Апофеозом всего этого стал «Фашистский триптих», в центре которого икона Муссолини. На ней, словно пародируя троицу, художник изобразил дуче с тремя головами. В любом ракурсе, однако, он напоминает не Августа, а Нерона.
Роберт Хьюс, крупный художественный критик, в своей книге «Рим» задался вопросом о судьбе итальянских футуристов.
– Мир не простил им союза с фашизмом, – пишет он, – хотя репутацию русских футуристов отнюдь не испортило сотрудничество с не менее страшным коммунизмом.
Сегодня, однако, Италия научилась отделять радикальную эстетику от параноидальной политики. На итальянской монетке в 20 центов изображена знаменитая скульптура самого талантливого футуриста Умберто Боччоне: металлический человек, так неудержимо рвущийся к будущему, что встречный ветер срывает с него всякое сходство с нами.
Бронзовый вестерн
Пейзаж фронтира
Та Америка, куда мечтал сбежать чеховский Чечевицын, была страной, где «вместо чаю пьют джин», где «земля дрожит, когда стадо бизонов бежит через пампасы», где «мустанги брыкаются и ржут». Русским детям все это открыл Майн Рид, американским взрослым – вестерны. Задолго до того как они появились не только в кино, но даже в книгах, за образ дикого Запада взялись художники, точнее – скульпторы. Бронзовый век вестерна, предшествовавший бумажному и целлулоидному, и стал объектом выставки в музее Метрополитен
[22].
В отличие от монументальной скульптуры, украшающей площади и скверы, бронзовые статуэтки были камерного размера. Как птицы в клетке, такие скульптуры жили не снаружи, а внутри, представляя одомашненную часть девственной природы. Каждая композиция служила настольным мемориалом Западу с его индейцами, бизонами, ковбоями и свободой до горизонта.
От Америки Чечевицына этот миф отличался тем, что более или менее соответствовал действительности. Именно поэтому его так трудно оказалось запечатлеть выходцам из Старого Света. Прошедшие европейскую (обычно – итальянскую) школу мастера не знали языка, годившегося для описания свежей, еще не истоптанной искусством реальности другого, будто свалившегося с неба континента. Столкнувшись с новым вызовом, художники вынуждены были отступить в прошлое и переодеть Запад в античный наряд.

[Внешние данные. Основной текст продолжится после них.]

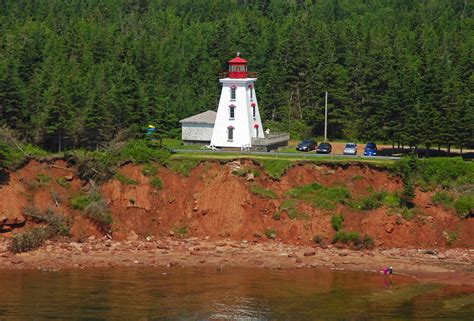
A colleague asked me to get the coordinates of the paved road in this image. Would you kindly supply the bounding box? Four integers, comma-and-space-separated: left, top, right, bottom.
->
173, 149, 400, 160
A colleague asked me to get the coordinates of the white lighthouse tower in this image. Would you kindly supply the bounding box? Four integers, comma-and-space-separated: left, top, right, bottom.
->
211, 53, 264, 148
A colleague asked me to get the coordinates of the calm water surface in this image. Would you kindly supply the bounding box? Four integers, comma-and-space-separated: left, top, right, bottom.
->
0, 268, 474, 321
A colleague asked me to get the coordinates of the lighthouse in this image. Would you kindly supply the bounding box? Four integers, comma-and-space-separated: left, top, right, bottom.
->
211, 53, 264, 148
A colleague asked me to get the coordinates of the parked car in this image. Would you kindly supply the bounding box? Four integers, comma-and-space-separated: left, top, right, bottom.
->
296, 139, 318, 152
316, 143, 332, 154
364, 142, 377, 156
343, 143, 357, 155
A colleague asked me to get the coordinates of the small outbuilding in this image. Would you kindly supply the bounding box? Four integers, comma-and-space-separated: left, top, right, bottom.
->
179, 110, 217, 144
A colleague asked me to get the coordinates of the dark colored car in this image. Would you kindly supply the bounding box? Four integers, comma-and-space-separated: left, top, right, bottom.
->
296, 139, 318, 152
316, 143, 332, 154
364, 142, 377, 156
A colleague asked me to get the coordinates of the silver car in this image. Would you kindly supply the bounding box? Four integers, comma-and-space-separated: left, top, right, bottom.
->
344, 143, 357, 155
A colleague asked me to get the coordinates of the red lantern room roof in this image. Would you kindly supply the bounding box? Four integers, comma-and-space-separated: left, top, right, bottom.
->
229, 56, 248, 65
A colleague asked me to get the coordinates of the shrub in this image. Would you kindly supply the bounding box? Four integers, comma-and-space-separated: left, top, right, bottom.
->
150, 177, 163, 189
332, 230, 361, 245
265, 228, 276, 240
10, 227, 53, 253
454, 194, 474, 218
251, 184, 277, 199
120, 139, 171, 165
331, 214, 344, 232
114, 173, 138, 185
273, 211, 281, 221
70, 193, 101, 211
258, 159, 292, 180
431, 191, 454, 206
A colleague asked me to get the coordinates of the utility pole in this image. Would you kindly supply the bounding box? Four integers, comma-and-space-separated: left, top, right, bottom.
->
324, 90, 328, 142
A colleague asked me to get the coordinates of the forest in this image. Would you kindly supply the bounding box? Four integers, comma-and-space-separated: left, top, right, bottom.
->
0, 0, 474, 151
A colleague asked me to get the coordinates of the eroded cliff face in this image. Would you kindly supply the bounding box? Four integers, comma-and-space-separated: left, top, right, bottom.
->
0, 160, 474, 248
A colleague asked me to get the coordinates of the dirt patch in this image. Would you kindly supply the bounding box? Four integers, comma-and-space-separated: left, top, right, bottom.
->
0, 160, 474, 248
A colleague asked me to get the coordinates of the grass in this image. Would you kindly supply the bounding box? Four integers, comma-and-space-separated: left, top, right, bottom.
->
258, 159, 292, 180
150, 177, 163, 189
349, 190, 400, 211
251, 184, 277, 199
286, 183, 351, 210
114, 173, 138, 185
431, 191, 454, 207
167, 159, 201, 176
453, 193, 474, 218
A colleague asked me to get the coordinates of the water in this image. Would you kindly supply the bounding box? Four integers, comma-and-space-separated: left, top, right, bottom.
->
0, 268, 474, 320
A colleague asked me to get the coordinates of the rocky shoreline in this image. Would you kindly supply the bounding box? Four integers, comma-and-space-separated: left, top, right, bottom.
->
0, 237, 474, 285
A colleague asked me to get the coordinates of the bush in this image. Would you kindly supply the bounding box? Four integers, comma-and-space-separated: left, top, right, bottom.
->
332, 230, 362, 245
431, 191, 454, 207
331, 214, 344, 232
150, 177, 163, 189
454, 194, 474, 218
265, 228, 276, 240
120, 139, 171, 165
251, 184, 277, 199
56, 177, 71, 188
313, 235, 325, 246
10, 227, 53, 253
114, 173, 138, 185
69, 193, 101, 211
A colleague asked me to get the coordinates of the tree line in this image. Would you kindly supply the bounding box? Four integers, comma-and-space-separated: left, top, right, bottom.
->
0, 0, 474, 150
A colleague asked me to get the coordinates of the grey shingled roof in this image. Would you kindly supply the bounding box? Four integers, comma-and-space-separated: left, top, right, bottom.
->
179, 110, 217, 124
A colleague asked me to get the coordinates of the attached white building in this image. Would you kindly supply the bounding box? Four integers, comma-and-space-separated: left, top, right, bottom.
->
179, 110, 217, 144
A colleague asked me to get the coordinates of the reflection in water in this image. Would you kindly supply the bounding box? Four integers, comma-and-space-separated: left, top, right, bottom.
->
0, 268, 474, 320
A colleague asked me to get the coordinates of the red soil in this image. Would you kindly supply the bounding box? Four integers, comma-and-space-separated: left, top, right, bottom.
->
0, 160, 474, 248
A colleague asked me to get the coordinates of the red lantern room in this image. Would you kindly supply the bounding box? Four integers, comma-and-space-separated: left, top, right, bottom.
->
229, 53, 247, 78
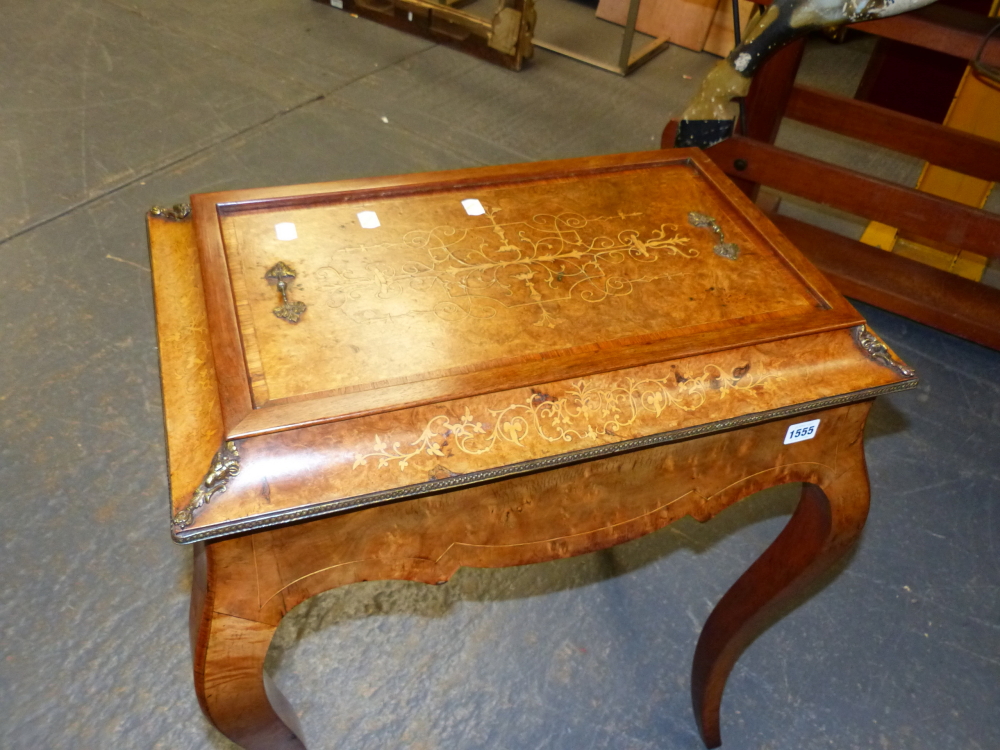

– Открыв Америку, – объявило искусство, – мы отправились вспять по собственной истории. Дальний Запад – это туннель в прошлое. Индейцы – это ахейцы «Илиады». Могучие, бесстрашные и печальные, как все эпические герои, они вновь уходят с арены истории. Поэтому задача американского художника – запечатлеть облик исчезающего мира в назидание будущим поколениям.
Надо признать, что с этой задачей скульптура не справилась. Ее индейцы чаще ассоциируются с музеями, а не с прериями. Совершенные, как античные боги, они причесаны по ренессансной моде, стреляют из лука как Аполлон, охотятся как Артемида, сражаются как Ахилл и умирают как Гектор.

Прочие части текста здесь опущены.